Where is the cybersecurity czar? And the White House intellectual property coordinator? The folks for those important federal tech positions have been chosen but there is no sign of announcements being made, NextGov says.
The likely nominees for cyberczar: Howard Schmidt, former White House special adviser for cyberspace security, and Frank Kramer, an assistant Defense secretary under President Bill Clinton. But other names are still being floated: Microsoft Vice President Scott Charney; Obama transition team technology adviser Paul Kurtz; and former Rep. Tom Davis, R-Va.
Davis said he doesn't want the job and his reasons may have something to do with the delay. He said the job was too ambiguous, what with a reporting structure that leads both to the National Security Council and the National Economic Council.
The cyberczar jobs include setting up a framework for interagency collaboration; initiating a national public awareness campaign; developing public-private partnerships; and preparing an incident response plan.

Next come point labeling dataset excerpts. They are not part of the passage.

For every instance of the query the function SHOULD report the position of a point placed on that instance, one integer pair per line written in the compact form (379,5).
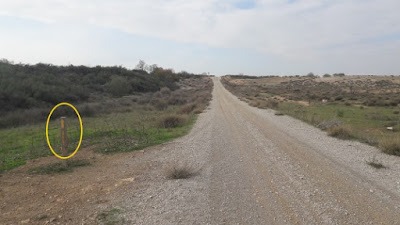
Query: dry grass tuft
(180,172)
(188,108)
(340,132)
(375,163)
(173,120)
(390,146)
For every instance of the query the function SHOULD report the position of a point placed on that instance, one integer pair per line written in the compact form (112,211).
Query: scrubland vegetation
(365,108)
(121,109)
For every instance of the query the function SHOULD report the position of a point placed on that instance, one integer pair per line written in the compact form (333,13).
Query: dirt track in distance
(254,168)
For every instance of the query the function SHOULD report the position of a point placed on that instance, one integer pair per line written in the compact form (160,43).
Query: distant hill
(25,86)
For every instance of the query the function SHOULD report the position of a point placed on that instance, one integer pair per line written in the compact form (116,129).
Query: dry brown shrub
(340,132)
(173,120)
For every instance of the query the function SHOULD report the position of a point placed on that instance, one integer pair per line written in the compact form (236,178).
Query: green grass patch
(59,167)
(116,132)
(366,124)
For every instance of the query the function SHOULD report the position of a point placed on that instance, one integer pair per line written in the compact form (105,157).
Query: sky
(254,37)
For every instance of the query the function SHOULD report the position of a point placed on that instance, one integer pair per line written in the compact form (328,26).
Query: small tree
(141,65)
(119,86)
(151,68)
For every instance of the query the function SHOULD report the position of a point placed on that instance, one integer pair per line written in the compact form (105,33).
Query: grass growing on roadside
(117,132)
(391,146)
(367,124)
(340,132)
(59,167)
(111,217)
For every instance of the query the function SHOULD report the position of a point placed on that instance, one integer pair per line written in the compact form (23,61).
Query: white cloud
(302,31)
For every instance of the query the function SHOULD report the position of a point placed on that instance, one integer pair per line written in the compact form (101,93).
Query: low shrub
(188,108)
(171,121)
(325,125)
(165,91)
(340,132)
(390,146)
(159,104)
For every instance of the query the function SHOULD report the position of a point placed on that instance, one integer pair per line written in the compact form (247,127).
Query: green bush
(340,132)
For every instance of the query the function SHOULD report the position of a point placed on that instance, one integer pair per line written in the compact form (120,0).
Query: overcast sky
(259,37)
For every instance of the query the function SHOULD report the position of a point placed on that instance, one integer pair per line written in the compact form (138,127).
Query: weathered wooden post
(64,139)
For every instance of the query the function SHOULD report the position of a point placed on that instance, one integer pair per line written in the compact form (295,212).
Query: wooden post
(64,139)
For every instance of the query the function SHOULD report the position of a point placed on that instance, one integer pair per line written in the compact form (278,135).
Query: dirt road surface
(254,168)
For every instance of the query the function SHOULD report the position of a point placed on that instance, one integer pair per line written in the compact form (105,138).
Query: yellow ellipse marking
(47,130)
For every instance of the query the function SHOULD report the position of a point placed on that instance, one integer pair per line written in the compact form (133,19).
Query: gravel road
(258,168)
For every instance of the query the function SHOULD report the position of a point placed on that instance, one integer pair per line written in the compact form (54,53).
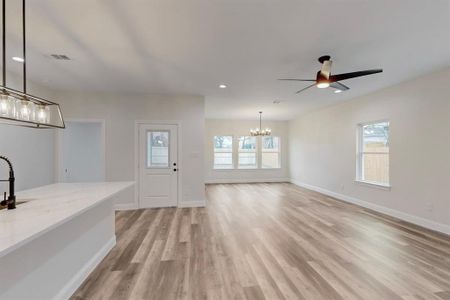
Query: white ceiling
(191,46)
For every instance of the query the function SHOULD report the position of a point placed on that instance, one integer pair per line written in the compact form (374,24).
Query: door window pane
(157,149)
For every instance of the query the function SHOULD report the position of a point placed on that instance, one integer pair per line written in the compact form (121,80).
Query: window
(223,152)
(157,149)
(270,152)
(373,153)
(247,152)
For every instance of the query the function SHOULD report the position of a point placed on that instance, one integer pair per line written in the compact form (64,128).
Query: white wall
(82,152)
(323,150)
(30,150)
(120,113)
(239,128)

And the Administration has no idea where to put the IP coordinator - Rahm Emanuel has ruled out placement within the Domestic Policy Council, National Economic Council or National Security Council - that job won't be filled until a decision is made. Possibilities: The Trade Representative, OMB or the White House Office of Science and Technology Policy. OSTP officials previously took pro-tech viewpoints that clashed with the Hollywood crowd, so putting the job there is a nonstarter. OMB isn't exactly a policy center. The U.S. Trade Representative makes sense, but Congress assigned the coordinator to over see USTR.